What I am asking is at the fundamental level. Producing is moral, destroying is immoral. Betting on production is moral. Investing (making an informed and rational bet) in production is moral. Betting on failure is...

If a moral man produces more than he consumes, a man betting on the failure of production, by selling short is producing what? How can he be producing more than he consumes?

I understand the relationship, and the role of short sellers in the stock market as it exists today. I am not asking if it is necessary in order for our present market system to function. I am asking a question of ethics. I suppose I posted this in the wrong sub-forum then, huh?

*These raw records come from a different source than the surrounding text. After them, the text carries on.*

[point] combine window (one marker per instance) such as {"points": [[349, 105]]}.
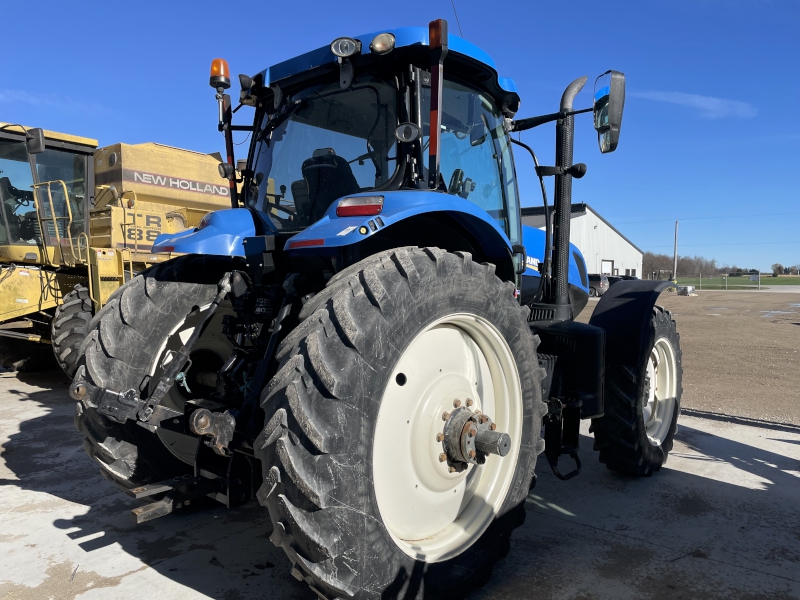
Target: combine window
{"points": [[18, 222], [65, 173]]}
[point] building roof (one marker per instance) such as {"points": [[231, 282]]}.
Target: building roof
{"points": [[577, 209]]}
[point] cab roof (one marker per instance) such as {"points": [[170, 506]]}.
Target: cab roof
{"points": [[53, 135], [404, 37]]}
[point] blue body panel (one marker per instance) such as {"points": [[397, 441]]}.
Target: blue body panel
{"points": [[400, 205], [220, 232], [533, 240], [404, 36]]}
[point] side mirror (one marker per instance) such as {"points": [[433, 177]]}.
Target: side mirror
{"points": [[34, 141], [609, 101]]}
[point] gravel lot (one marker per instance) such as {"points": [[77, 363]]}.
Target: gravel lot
{"points": [[741, 352], [719, 521]]}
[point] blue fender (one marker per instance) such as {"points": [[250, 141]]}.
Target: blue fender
{"points": [[624, 313], [220, 232], [533, 240], [336, 232]]}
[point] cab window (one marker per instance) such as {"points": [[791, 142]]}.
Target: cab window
{"points": [[18, 222]]}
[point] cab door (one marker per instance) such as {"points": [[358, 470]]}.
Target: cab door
{"points": [[62, 187]]}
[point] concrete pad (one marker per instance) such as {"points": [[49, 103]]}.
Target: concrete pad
{"points": [[719, 521]]}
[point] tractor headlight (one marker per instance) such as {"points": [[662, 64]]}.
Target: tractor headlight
{"points": [[344, 47], [382, 43]]}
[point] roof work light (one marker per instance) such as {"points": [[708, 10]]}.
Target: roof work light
{"points": [[345, 47], [383, 43], [220, 74]]}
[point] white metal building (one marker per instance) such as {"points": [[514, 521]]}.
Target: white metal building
{"points": [[604, 249]]}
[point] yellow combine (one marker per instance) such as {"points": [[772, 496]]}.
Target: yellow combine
{"points": [[76, 222]]}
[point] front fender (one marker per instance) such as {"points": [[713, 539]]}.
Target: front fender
{"points": [[624, 312]]}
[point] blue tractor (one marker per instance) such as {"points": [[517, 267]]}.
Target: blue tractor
{"points": [[368, 342]]}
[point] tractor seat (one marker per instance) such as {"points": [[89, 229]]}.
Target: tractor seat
{"points": [[328, 177]]}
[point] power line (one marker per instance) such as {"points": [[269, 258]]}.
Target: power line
{"points": [[707, 245], [461, 33], [703, 218]]}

Remember what investing is: It is taking capital from non-productive use, and putting into a productive use. Betting, yes, but betting that the business in which it is invested will prove to be among the most productive uses of capital.

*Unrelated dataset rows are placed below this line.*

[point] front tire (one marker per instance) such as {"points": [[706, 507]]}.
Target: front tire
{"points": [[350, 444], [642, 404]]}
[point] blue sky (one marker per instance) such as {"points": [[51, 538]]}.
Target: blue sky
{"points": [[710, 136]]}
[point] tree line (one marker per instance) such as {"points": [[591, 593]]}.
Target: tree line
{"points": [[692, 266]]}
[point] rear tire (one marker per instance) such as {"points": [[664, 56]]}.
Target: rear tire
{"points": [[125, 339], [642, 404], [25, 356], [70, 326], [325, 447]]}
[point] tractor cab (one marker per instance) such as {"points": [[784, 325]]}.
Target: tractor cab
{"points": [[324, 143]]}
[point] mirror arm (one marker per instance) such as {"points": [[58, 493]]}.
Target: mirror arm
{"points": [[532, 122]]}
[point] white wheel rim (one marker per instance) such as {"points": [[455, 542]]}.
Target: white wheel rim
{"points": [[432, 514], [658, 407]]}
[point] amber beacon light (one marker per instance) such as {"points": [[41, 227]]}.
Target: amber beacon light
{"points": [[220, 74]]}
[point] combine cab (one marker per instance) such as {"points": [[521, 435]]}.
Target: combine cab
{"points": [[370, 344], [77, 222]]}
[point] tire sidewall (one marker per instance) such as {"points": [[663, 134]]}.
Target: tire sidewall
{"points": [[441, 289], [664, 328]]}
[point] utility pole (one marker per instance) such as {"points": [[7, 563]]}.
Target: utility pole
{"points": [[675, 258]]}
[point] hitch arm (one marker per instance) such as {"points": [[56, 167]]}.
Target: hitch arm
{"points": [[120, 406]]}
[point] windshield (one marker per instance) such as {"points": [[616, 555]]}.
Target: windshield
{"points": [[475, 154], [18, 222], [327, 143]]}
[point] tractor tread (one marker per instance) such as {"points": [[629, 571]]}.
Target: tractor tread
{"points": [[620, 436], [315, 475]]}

Short selling is taking capital out of a business that one thinks will prove among the least productive uses of capital, and transferring it to an investment elsewhere. A short seller takes money out of a business and invests it in other business, or just keeps it as cash. Later, he puts a smaller amount (if he's right) of money back into that business, at a time when he believes that the near term will prove to be more productive for that company, or at least less non-productive.

Investment is the quest to move money from less productive ventures to more productive ventures. The ability to make that judgment and to move the money correctly is as important as the ability to produce. When the government outlaws short selling, they are preventing the efficient movement of capital away from less productive businesses; in effect, subsidizing failure.

Subsidizing failure is what all non-Capitalist governments do. Failure is the obliteration of economic power, which is necessary for the dominance of political power.